Timing of Referral and Characteristics of Uninsured, Medicaid, and Insured Patients Referred to the Outpatient Supportive Care Center at a Comprehensive Cancer Center.

J Pain Symptom Manage 2018 03 10;55(3):973-978. Epub 2017 Nov 10.

Department of Palliative Care, Rehabilitation and Integrative Medicine, The University of Texas MD Anderson Cancer Center, Houston, Texas, USA. Electronic address:

Context: Low-income patients face barriers to palliative care access, which might negatively influence symptom management and advanced care planning.

Objective: Our aim was to compare time of referral and characteristics (level of symptom distress) among uninsured (indigent), low-insured (Medicaid), and insured patients presenting to our supportive care center (SCC).

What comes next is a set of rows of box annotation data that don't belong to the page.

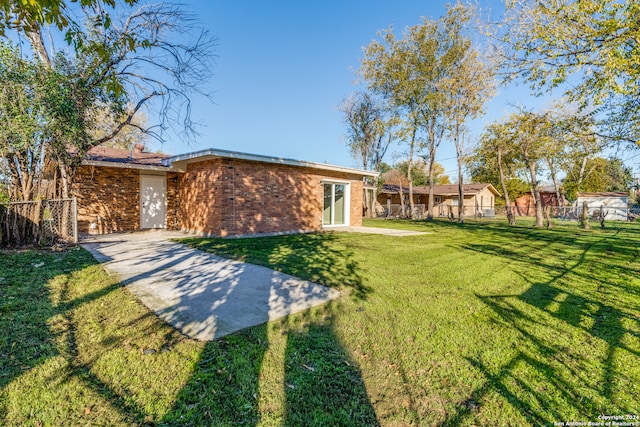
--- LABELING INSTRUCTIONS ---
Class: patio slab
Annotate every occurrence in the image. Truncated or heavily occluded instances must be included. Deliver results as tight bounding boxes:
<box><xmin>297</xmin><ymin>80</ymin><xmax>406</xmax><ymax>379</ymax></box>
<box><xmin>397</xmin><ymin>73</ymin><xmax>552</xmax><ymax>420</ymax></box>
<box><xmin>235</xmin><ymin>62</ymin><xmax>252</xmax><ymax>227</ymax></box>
<box><xmin>81</xmin><ymin>231</ymin><xmax>340</xmax><ymax>341</ymax></box>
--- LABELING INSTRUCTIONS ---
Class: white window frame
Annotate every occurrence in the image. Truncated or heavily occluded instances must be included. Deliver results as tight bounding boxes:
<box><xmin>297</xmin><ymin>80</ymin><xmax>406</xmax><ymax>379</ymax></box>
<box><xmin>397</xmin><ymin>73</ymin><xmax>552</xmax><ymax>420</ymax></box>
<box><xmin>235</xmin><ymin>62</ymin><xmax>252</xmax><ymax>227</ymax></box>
<box><xmin>320</xmin><ymin>179</ymin><xmax>351</xmax><ymax>228</ymax></box>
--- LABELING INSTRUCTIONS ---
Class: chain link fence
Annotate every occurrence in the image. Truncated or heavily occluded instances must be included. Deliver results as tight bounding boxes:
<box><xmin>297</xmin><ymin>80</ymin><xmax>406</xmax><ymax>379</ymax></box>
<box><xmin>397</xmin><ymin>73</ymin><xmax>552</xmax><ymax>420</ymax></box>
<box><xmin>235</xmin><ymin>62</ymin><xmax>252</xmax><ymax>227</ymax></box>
<box><xmin>0</xmin><ymin>198</ymin><xmax>78</xmax><ymax>247</ymax></box>
<box><xmin>376</xmin><ymin>204</ymin><xmax>640</xmax><ymax>222</ymax></box>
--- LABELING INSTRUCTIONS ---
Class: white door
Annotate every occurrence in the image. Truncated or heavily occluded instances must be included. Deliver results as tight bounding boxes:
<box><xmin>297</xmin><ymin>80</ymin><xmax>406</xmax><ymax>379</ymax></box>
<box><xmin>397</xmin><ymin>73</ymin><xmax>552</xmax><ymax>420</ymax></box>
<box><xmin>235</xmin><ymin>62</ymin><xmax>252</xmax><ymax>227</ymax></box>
<box><xmin>140</xmin><ymin>175</ymin><xmax>167</xmax><ymax>228</ymax></box>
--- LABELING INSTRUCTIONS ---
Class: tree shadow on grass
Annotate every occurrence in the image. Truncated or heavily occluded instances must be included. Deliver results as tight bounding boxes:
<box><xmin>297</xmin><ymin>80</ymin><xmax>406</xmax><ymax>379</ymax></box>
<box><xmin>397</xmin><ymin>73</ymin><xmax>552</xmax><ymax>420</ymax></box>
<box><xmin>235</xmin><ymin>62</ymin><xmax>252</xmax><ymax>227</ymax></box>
<box><xmin>0</xmin><ymin>250</ymin><xmax>147</xmax><ymax>424</ymax></box>
<box><xmin>0</xmin><ymin>248</ymin><xmax>202</xmax><ymax>425</ymax></box>
<box><xmin>284</xmin><ymin>310</ymin><xmax>379</xmax><ymax>426</ymax></box>
<box><xmin>179</xmin><ymin>233</ymin><xmax>371</xmax><ymax>299</ymax></box>
<box><xmin>444</xmin><ymin>226</ymin><xmax>640</xmax><ymax>425</ymax></box>
<box><xmin>161</xmin><ymin>234</ymin><xmax>378</xmax><ymax>425</ymax></box>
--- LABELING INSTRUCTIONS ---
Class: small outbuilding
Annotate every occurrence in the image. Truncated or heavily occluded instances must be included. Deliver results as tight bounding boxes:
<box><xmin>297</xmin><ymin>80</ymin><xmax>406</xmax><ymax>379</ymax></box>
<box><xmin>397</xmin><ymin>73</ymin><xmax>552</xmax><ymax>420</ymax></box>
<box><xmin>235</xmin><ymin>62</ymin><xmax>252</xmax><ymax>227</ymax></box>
<box><xmin>73</xmin><ymin>146</ymin><xmax>377</xmax><ymax>237</ymax></box>
<box><xmin>578</xmin><ymin>192</ymin><xmax>629</xmax><ymax>221</ymax></box>
<box><xmin>377</xmin><ymin>183</ymin><xmax>501</xmax><ymax>217</ymax></box>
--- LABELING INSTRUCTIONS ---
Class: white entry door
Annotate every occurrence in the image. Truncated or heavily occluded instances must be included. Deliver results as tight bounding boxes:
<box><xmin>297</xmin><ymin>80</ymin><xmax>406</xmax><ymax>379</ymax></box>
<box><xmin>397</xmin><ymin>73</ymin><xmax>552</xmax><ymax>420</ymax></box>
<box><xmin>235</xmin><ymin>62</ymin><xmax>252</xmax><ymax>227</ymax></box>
<box><xmin>140</xmin><ymin>175</ymin><xmax>167</xmax><ymax>228</ymax></box>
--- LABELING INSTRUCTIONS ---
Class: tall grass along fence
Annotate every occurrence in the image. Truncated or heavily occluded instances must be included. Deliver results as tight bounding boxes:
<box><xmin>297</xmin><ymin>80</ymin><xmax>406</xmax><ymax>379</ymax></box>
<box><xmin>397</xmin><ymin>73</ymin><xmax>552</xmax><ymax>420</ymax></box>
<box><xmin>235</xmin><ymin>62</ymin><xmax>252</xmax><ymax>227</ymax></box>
<box><xmin>0</xmin><ymin>198</ymin><xmax>78</xmax><ymax>247</ymax></box>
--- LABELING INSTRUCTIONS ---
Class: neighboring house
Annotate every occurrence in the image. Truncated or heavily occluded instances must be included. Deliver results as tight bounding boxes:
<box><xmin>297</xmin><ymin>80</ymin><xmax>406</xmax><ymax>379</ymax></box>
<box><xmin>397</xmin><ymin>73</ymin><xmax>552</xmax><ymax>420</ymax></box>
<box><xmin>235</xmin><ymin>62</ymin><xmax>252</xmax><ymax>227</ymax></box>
<box><xmin>514</xmin><ymin>187</ymin><xmax>567</xmax><ymax>216</ymax></box>
<box><xmin>378</xmin><ymin>183</ymin><xmax>500</xmax><ymax>217</ymax></box>
<box><xmin>73</xmin><ymin>146</ymin><xmax>376</xmax><ymax>237</ymax></box>
<box><xmin>577</xmin><ymin>192</ymin><xmax>629</xmax><ymax>221</ymax></box>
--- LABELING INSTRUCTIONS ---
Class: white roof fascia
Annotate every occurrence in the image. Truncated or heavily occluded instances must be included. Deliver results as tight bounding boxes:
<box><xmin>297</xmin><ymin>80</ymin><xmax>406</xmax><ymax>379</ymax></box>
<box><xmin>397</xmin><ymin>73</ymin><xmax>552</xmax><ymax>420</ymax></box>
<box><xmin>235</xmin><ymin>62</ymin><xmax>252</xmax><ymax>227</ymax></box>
<box><xmin>82</xmin><ymin>160</ymin><xmax>171</xmax><ymax>172</ymax></box>
<box><xmin>162</xmin><ymin>148</ymin><xmax>378</xmax><ymax>176</ymax></box>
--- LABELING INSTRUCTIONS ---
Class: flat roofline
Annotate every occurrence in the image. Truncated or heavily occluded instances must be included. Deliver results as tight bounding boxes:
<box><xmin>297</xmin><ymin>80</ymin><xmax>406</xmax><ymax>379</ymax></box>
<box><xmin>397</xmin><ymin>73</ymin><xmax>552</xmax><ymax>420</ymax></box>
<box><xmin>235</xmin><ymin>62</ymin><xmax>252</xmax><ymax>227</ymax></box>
<box><xmin>82</xmin><ymin>160</ymin><xmax>171</xmax><ymax>172</ymax></box>
<box><xmin>162</xmin><ymin>148</ymin><xmax>378</xmax><ymax>177</ymax></box>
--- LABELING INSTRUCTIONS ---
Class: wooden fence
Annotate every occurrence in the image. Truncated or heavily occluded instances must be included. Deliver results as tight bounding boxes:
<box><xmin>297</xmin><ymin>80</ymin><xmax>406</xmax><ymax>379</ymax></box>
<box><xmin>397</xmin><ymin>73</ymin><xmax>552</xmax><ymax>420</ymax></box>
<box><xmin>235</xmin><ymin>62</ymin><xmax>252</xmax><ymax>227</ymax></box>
<box><xmin>0</xmin><ymin>198</ymin><xmax>78</xmax><ymax>247</ymax></box>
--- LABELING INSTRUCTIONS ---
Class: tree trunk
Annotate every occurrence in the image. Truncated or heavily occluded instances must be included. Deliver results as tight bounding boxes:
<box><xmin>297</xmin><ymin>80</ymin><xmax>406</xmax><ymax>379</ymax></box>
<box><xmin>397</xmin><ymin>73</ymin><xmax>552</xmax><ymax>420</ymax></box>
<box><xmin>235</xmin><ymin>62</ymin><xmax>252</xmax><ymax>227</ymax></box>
<box><xmin>547</xmin><ymin>159</ymin><xmax>564</xmax><ymax>215</ymax></box>
<box><xmin>27</xmin><ymin>30</ymin><xmax>51</xmax><ymax>67</ymax></box>
<box><xmin>398</xmin><ymin>179</ymin><xmax>404</xmax><ymax>216</ymax></box>
<box><xmin>525</xmin><ymin>158</ymin><xmax>544</xmax><ymax>227</ymax></box>
<box><xmin>498</xmin><ymin>147</ymin><xmax>516</xmax><ymax>225</ymax></box>
<box><xmin>453</xmin><ymin>125</ymin><xmax>464</xmax><ymax>224</ymax></box>
<box><xmin>427</xmin><ymin>129</ymin><xmax>436</xmax><ymax>221</ymax></box>
<box><xmin>407</xmin><ymin>125</ymin><xmax>418</xmax><ymax>219</ymax></box>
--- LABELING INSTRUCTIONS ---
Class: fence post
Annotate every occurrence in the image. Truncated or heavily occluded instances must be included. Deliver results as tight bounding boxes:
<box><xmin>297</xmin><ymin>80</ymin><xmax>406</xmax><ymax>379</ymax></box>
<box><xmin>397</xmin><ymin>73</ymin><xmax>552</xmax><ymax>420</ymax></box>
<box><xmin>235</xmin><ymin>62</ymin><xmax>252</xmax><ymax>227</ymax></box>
<box><xmin>71</xmin><ymin>197</ymin><xmax>78</xmax><ymax>244</ymax></box>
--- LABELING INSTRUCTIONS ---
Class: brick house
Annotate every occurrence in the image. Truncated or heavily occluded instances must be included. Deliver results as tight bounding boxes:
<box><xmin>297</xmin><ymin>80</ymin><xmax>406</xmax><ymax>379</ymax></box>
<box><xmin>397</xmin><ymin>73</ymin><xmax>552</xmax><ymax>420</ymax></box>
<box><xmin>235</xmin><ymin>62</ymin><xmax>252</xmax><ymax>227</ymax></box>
<box><xmin>73</xmin><ymin>146</ymin><xmax>375</xmax><ymax>237</ymax></box>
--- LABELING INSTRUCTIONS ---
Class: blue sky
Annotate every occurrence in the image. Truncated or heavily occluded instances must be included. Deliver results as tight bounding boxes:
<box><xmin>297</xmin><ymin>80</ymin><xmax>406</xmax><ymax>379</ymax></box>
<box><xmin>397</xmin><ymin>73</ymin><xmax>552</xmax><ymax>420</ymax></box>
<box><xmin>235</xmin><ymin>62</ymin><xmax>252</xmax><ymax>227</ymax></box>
<box><xmin>140</xmin><ymin>0</ymin><xmax>636</xmax><ymax>181</ymax></box>
<box><xmin>154</xmin><ymin>0</ymin><xmax>544</xmax><ymax>177</ymax></box>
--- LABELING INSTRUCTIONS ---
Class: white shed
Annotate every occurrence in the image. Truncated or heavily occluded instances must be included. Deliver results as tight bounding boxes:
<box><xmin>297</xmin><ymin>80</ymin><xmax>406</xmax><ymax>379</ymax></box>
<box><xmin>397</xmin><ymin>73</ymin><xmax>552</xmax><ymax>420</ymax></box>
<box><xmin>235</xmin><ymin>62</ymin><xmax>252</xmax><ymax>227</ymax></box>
<box><xmin>578</xmin><ymin>191</ymin><xmax>629</xmax><ymax>221</ymax></box>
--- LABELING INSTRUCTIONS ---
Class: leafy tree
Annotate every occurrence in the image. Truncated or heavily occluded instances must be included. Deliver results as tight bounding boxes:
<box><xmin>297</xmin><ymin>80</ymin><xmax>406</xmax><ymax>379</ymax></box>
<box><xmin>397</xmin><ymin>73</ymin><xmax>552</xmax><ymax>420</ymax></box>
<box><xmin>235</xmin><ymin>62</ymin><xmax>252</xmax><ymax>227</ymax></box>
<box><xmin>564</xmin><ymin>157</ymin><xmax>633</xmax><ymax>200</ymax></box>
<box><xmin>443</xmin><ymin>3</ymin><xmax>495</xmax><ymax>223</ymax></box>
<box><xmin>503</xmin><ymin>0</ymin><xmax>640</xmax><ymax>144</ymax></box>
<box><xmin>395</xmin><ymin>159</ymin><xmax>451</xmax><ymax>186</ymax></box>
<box><xmin>360</xmin><ymin>4</ymin><xmax>484</xmax><ymax>219</ymax></box>
<box><xmin>0</xmin><ymin>0</ymin><xmax>137</xmax><ymax>36</ymax></box>
<box><xmin>339</xmin><ymin>92</ymin><xmax>394</xmax><ymax>216</ymax></box>
<box><xmin>339</xmin><ymin>92</ymin><xmax>393</xmax><ymax>171</ymax></box>
<box><xmin>466</xmin><ymin>122</ymin><xmax>529</xmax><ymax>225</ymax></box>
<box><xmin>0</xmin><ymin>1</ymin><xmax>215</xmax><ymax>201</ymax></box>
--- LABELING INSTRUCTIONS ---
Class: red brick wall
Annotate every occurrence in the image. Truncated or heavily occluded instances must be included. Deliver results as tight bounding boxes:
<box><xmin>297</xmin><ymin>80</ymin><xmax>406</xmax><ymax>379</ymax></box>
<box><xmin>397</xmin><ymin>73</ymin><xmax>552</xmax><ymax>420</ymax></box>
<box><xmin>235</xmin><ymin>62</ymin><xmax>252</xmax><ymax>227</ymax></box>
<box><xmin>179</xmin><ymin>159</ymin><xmax>362</xmax><ymax>236</ymax></box>
<box><xmin>73</xmin><ymin>166</ymin><xmax>140</xmax><ymax>234</ymax></box>
<box><xmin>74</xmin><ymin>159</ymin><xmax>363</xmax><ymax>236</ymax></box>
<box><xmin>73</xmin><ymin>166</ymin><xmax>181</xmax><ymax>234</ymax></box>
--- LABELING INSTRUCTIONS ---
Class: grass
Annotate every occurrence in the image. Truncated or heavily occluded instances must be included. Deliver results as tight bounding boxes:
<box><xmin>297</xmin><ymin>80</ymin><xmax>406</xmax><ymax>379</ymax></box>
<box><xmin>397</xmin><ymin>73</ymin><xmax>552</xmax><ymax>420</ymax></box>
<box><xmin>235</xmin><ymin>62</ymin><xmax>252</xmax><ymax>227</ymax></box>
<box><xmin>0</xmin><ymin>220</ymin><xmax>640</xmax><ymax>426</ymax></box>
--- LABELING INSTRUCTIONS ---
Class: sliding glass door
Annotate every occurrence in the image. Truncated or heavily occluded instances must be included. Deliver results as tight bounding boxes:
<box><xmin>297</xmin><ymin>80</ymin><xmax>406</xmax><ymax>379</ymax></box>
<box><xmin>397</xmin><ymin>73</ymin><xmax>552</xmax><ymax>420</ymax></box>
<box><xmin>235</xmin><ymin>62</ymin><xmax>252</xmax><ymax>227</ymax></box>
<box><xmin>322</xmin><ymin>182</ymin><xmax>349</xmax><ymax>225</ymax></box>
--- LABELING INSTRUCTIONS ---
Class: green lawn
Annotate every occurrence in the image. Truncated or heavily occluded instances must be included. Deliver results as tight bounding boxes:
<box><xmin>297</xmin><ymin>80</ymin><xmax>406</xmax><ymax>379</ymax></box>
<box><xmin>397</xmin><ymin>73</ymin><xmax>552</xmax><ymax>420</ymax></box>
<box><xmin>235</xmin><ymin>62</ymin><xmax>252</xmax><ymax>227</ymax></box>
<box><xmin>0</xmin><ymin>220</ymin><xmax>640</xmax><ymax>426</ymax></box>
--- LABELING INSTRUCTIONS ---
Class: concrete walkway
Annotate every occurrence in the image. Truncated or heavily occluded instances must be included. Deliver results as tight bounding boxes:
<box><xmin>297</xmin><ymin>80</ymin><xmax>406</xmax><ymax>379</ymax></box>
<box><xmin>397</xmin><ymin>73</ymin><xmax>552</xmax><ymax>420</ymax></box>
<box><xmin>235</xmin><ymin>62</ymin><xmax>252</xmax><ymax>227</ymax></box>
<box><xmin>82</xmin><ymin>231</ymin><xmax>340</xmax><ymax>341</ymax></box>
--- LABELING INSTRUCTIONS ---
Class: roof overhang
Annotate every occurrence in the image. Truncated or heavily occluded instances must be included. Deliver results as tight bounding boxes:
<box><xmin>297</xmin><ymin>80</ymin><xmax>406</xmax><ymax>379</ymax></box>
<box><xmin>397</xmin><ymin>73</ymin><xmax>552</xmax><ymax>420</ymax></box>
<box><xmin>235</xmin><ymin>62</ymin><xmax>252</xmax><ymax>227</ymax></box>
<box><xmin>162</xmin><ymin>148</ymin><xmax>378</xmax><ymax>177</ymax></box>
<box><xmin>82</xmin><ymin>160</ymin><xmax>173</xmax><ymax>172</ymax></box>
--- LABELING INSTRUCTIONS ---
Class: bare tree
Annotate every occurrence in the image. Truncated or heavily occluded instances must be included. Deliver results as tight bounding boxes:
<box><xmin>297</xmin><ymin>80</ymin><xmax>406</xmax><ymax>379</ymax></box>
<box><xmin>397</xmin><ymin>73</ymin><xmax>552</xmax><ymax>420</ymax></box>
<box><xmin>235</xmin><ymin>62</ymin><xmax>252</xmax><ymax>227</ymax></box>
<box><xmin>339</xmin><ymin>92</ymin><xmax>394</xmax><ymax>217</ymax></box>
<box><xmin>1</xmin><ymin>1</ymin><xmax>216</xmax><ymax>201</ymax></box>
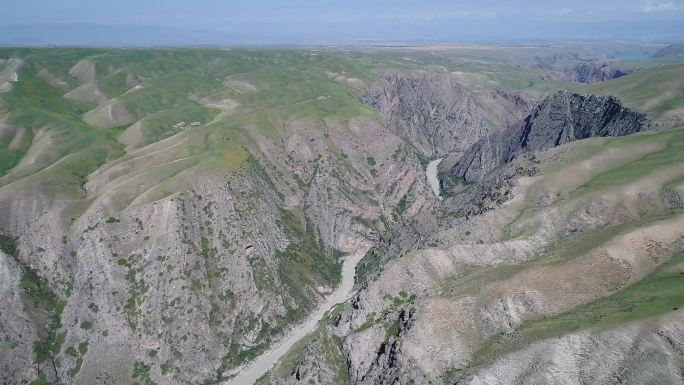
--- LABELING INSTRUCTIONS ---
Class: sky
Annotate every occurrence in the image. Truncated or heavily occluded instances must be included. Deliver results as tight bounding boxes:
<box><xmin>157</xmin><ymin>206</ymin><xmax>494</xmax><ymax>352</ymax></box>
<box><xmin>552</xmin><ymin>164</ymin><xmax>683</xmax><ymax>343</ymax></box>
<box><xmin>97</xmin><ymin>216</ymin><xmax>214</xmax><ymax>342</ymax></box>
<box><xmin>0</xmin><ymin>0</ymin><xmax>684</xmax><ymax>44</ymax></box>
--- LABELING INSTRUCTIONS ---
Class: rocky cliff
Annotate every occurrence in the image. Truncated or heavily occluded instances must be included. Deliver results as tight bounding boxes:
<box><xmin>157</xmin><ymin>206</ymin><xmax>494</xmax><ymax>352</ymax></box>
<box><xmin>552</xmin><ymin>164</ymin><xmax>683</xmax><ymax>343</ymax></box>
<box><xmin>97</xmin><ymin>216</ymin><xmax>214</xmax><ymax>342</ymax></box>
<box><xmin>363</xmin><ymin>71</ymin><xmax>529</xmax><ymax>158</ymax></box>
<box><xmin>452</xmin><ymin>91</ymin><xmax>652</xmax><ymax>182</ymax></box>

Methods: We conducted a retrospective review of randomly selected 100 indigent, 100 Medicaid, and 300 insured outpatients referred during the same five-year period. We reviewed demographic and clinical characteristics including date of diagnosis of advanced cancer and of first visit to SCC, symptom assessment (Edmonton Symptom Assessment System), type and dose of opioid medication, number of total outpatient visits, and date of last contact with palliative care team.

Results: Among 482 evaluable patients, indigent, Medicaid, and insured patients, respectively, had mean (SD) ages of 48 (11), 50 (12), and 63 (13) years (P < 0.001); Edmonton Symptom Assessment System pain scores at first visit of 6.7 (2.5), 5.6 (3.2), and 4.9 (3.2) (P < 0.001); nonwhite race in 60%, 49%, and 25% of cases (P < 0.001); unmarried status in 68%, 64%, and 33% of cases (P < 0.001), while 63%, 87%, and 54% of patients (P < 0.001) were on opioids with median number of encounters per month of 0.6, 0.8, and 0.5 (P = 0.001). Median survival (95% CI) from first visit to last contact was 4.6 (2.8-6.2), 5.4 (3.5-7), and 5.6 (4.7-7.3) months (P = 0.036).

Conclusion: Patients with limited or no insurance had significantly higher pain and were more frequently on opioids, younger, nonwhite, and not married. They required higher number of SCC follow-up visits. Insurance status did not affect timing of SCC referral or follow-ups at our cancer center.